Native AI Network Architecture for 6G Edge Latency
Find Innovative SolutionsGenerate Solutions
Solution Overview
Problem
Current 5G network architectures face challenges in supporting native artificial intelligence (AI) and machine learning (ML) due to latency issues, particularly with near-real-time and real-time requirements, and lack of efficient model management and data sharing across different vendors and network elements.
Innovation Solution
The introduction of a service-based architecture (SBA) for 6G networks that includes new network functions for unified management of AI/ML models, with data and model repositories located closer to the edge to reduce latency, enabling efficient sharing and collaboration between different vendors and network elements.
Engineering Contradictions & Design Principles
Engineering Contradiction Analysis
1Device complexity
If data and model repositories are located in centralized core network, then network management is simplified, but latency increases for real-time AI/ML operations
Solution Approach 1:
The patent segments the centralized repository functions into distributed edge repositories and centralized management components. Edge repositories are deployed at network edges closer to AI/ML operations, while centralized management handles coordination and synchronization. This segmentation reduces latency for real-time operations while maintaining simplified centralized management for updates and coordination.
Solution Approach 2:
The patent introduces a hierarchical dimension to the repository architecture, organizing repositories across multiple levels (edge, regional, central). This multi-dimensional structure allows local edge repositories to serve immediate AI/ML needs with low latency, while centralized repositories provide overall management and coordination, effectively resolving the latency-management complexity trade-off.
2Adaptability or versatility
If standardized functions are implemented for legacy UEs, then compatibility is maintained, but support for native AI/ML operations is limited
Solution Approach 1:
The patent implements a universal network architecture that can perform both standardized legacy functions and native AI/ML operations through a common service-based framework. The same SBA infrastructure supports traditional network services while simultaneously enabling advanced AI/ML workloads, allowing the network to serve diverse requirements without sacrificing efficiency in either domain.

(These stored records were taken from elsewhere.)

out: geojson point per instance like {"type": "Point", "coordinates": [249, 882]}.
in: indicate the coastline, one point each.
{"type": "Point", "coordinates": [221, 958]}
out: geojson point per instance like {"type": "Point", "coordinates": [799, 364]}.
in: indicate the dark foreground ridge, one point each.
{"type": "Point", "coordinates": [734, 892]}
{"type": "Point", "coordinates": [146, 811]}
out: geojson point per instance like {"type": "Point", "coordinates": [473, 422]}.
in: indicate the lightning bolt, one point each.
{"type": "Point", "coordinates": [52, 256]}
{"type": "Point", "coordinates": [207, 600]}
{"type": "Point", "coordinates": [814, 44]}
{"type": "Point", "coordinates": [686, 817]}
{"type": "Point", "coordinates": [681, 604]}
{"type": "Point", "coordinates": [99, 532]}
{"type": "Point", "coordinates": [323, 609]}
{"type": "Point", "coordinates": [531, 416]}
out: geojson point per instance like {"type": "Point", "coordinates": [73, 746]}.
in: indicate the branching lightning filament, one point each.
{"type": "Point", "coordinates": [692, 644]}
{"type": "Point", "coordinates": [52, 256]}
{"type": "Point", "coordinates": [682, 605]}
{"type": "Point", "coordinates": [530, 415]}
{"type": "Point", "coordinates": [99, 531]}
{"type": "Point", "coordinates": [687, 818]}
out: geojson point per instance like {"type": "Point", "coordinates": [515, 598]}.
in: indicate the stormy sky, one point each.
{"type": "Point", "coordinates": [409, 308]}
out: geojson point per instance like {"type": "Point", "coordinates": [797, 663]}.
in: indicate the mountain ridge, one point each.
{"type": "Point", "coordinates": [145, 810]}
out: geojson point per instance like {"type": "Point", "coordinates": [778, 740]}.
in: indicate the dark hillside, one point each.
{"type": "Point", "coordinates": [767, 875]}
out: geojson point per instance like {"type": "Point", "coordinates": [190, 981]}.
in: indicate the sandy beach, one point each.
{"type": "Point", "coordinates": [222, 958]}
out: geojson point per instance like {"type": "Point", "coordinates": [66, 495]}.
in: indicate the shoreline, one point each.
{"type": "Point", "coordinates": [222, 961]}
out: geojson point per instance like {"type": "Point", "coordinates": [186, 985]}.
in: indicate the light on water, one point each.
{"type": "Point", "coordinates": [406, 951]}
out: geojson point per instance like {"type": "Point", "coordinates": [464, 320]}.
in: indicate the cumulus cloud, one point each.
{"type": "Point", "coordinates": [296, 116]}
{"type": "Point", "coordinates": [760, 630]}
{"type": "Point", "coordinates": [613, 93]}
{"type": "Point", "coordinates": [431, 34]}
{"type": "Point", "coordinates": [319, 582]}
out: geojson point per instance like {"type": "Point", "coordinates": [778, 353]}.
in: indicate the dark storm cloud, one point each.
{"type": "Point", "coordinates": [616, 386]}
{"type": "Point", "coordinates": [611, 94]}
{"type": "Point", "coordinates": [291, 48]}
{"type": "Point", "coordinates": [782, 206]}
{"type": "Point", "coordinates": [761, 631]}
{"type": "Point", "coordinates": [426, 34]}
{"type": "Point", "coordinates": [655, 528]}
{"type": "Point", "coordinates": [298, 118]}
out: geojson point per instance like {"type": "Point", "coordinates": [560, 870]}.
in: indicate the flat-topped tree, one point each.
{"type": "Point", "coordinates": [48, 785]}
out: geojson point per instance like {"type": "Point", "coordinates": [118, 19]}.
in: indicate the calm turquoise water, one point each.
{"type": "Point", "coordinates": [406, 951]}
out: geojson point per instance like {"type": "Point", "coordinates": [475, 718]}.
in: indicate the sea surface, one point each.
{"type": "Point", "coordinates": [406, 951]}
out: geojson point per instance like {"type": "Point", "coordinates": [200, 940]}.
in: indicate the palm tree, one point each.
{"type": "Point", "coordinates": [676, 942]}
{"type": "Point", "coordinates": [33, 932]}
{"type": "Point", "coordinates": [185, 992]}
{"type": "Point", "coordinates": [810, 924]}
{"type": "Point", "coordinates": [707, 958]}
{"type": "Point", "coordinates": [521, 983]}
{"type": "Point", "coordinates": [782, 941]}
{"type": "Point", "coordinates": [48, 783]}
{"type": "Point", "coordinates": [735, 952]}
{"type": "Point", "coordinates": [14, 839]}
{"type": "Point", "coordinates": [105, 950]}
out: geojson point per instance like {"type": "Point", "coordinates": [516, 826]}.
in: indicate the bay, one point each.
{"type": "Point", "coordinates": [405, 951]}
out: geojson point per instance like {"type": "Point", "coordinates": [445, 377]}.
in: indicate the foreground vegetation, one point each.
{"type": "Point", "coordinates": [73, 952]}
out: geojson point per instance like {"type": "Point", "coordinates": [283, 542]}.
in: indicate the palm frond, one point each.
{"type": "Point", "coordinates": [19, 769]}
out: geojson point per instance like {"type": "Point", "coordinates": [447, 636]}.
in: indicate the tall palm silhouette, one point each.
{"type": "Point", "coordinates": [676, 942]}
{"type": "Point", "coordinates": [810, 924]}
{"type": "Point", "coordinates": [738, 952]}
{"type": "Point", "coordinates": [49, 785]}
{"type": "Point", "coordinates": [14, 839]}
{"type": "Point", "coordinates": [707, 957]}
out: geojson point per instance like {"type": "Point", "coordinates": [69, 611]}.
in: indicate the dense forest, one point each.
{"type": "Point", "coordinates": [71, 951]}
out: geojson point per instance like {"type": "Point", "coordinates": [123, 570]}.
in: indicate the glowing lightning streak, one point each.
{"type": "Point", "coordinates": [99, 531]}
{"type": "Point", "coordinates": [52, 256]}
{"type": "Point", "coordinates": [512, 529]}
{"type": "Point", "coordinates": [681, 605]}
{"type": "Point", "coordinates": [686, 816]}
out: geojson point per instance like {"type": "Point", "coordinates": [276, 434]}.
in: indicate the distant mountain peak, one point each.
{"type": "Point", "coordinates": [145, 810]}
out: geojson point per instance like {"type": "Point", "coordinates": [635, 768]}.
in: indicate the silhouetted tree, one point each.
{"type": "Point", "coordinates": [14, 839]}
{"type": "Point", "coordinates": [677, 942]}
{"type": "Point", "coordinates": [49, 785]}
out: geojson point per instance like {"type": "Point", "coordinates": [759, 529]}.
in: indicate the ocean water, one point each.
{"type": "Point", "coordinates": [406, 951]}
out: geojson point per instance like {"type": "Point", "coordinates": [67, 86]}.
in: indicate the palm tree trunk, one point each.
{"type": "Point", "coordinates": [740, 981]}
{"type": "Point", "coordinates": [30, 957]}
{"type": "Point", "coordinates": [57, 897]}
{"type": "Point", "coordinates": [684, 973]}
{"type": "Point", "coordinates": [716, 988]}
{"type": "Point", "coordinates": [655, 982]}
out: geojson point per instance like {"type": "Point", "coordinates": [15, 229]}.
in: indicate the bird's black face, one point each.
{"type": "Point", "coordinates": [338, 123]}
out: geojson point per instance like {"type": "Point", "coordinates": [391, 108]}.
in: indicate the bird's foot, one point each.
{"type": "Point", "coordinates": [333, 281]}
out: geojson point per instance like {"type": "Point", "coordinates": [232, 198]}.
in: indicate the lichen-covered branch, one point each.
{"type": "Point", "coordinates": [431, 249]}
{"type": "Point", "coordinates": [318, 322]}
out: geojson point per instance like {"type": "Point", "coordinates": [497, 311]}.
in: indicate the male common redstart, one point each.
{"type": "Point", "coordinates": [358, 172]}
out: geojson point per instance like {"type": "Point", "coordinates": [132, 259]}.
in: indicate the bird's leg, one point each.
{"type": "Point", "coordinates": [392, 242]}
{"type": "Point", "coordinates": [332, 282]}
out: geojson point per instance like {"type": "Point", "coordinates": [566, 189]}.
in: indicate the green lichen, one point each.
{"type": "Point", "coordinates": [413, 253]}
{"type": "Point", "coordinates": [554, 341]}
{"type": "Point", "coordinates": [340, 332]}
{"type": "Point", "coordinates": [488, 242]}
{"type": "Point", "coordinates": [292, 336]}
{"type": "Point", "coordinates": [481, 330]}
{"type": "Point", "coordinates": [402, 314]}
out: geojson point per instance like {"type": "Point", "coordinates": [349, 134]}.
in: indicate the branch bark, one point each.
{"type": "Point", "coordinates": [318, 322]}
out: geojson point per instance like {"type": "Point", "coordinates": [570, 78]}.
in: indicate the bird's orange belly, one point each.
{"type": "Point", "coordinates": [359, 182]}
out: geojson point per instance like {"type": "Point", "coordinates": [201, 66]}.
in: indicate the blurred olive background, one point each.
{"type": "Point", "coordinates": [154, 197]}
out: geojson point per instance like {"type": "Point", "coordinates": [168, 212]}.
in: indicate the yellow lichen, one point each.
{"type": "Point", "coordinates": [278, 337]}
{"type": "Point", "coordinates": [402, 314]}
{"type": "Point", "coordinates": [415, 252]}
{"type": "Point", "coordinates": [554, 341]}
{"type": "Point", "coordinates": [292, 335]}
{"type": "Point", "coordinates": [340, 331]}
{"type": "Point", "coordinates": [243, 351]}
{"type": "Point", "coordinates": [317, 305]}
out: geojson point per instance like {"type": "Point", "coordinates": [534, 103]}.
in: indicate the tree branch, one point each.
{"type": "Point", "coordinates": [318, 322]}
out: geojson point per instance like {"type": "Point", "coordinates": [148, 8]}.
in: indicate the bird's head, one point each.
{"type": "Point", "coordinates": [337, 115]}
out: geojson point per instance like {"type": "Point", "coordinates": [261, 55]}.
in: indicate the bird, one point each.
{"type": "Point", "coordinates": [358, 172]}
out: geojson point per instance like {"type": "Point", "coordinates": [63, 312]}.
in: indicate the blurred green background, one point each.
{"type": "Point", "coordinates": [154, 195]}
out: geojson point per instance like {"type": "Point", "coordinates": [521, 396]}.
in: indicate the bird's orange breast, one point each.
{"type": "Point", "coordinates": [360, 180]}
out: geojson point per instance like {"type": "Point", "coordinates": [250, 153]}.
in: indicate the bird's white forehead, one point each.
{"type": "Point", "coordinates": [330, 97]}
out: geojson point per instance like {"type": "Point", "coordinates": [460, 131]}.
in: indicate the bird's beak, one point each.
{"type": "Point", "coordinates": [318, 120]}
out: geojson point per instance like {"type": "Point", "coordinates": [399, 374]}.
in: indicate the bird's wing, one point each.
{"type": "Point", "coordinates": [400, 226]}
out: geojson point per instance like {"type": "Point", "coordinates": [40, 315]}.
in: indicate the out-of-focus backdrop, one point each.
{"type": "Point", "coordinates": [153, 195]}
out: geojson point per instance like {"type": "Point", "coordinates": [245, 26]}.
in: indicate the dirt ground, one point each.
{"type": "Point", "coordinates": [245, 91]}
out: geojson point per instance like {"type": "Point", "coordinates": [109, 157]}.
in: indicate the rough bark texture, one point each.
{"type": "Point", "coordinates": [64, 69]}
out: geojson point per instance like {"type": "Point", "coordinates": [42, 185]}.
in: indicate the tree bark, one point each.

3Stability of the object's composition
If centralized model management is used, then model consistency is maintained, but real-time model updates and deployments are delayed
Solution Approach 1:
The patent implements preliminary action by pre-positioning AI/ML models in distributed edge repositories before they are needed for real-time operations. Models are prepared and staged at edge locations in advance, allowing immediate deployment when required without waiting for centralized retrieval, thus maintaining consistency while enabling rapid real-time updates.
Solution Approach 2:
The patent creates a dynamic model management system where models can be flexibly distributed to edge repositories based on real-time operational needs. The system dynamically adjusts model placement and updates across the distributed architecture, maintaining consistency through coordination while enabling rapid deployment responses to changing requirements.
Data Source
AI summary
The present application relates to devices and components including apparatus, systems, and methods to support native artificial intelligence model approaches in wireless communication systems.